Neuropeptides are increasingly being recognized as neural signaling molecules that provoke long-lasting changes in neural circuits and behavior. Yet, how experience shapes these signaling networks and how this in turn modifies behavior remains poorly understood. By assessing neuropeptide signaling pathways across the entire nervous system of the miniature worm C. elegans, we are delivering an unprecedented brain-wide view on the organization of neuropeptide signaling in the animal brain. This neuropeptide connectome encompasses the worm’s entire brain and connects brain regions that would otherwise not be able to exchange signals through synaptic connections alone. Using this network, we found the small and well-described oxygen sensing circuit to produce multiple neuropeptides that adjust worm behavior after prolonged exposure to aversive oxygen levels. We are developing genetically-encoded sensors for neuropeptide signaling to understand exactly which brain regions are affected by these molecules. This suggests conditional neuropeptide transmission, i.e. neuropeptides being released and exerting their function only under specific circumstances, to be an important feature shaping the structure and function of the neuropeptide connectome.

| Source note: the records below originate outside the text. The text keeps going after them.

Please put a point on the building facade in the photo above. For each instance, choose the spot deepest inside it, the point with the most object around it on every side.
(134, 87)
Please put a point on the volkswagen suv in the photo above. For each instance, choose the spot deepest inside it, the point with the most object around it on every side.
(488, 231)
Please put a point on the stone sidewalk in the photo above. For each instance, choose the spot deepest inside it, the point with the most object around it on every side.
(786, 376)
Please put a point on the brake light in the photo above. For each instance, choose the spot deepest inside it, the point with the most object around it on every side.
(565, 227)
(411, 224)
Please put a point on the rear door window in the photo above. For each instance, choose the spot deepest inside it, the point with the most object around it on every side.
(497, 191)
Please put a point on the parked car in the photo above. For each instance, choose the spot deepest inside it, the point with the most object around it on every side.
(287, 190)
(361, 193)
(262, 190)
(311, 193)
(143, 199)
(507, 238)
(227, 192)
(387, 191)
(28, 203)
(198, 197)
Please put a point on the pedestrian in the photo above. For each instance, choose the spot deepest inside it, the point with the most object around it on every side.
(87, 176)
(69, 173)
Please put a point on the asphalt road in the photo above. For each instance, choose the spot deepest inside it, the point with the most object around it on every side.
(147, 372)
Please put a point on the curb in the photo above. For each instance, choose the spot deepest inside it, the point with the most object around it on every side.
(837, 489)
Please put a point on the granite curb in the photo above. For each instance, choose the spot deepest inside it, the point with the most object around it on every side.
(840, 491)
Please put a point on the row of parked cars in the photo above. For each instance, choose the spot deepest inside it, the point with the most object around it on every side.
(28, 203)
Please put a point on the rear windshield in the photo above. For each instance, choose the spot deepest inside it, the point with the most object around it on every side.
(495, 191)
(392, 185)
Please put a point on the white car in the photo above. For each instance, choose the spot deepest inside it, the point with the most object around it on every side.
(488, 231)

As neuropeptides have ancient origins and their networks exhibit evolutionary conservation in their structure, our insights into how neuropeptide signaling and function is shaped by experience are likely to guide similar thinking about the largely uncharacterized neuropeptide networks of the mammalian brain. Furthermore, we also anticipate the technological innovation of neuropeptide GPCR sensors to spill over into many new conceptual advancements in the neuroscience field, as the newly developed tools are broadly applicable to investigate neuropeptidergic modulation of diverse brain functions, such as learning, memory, sleep and development.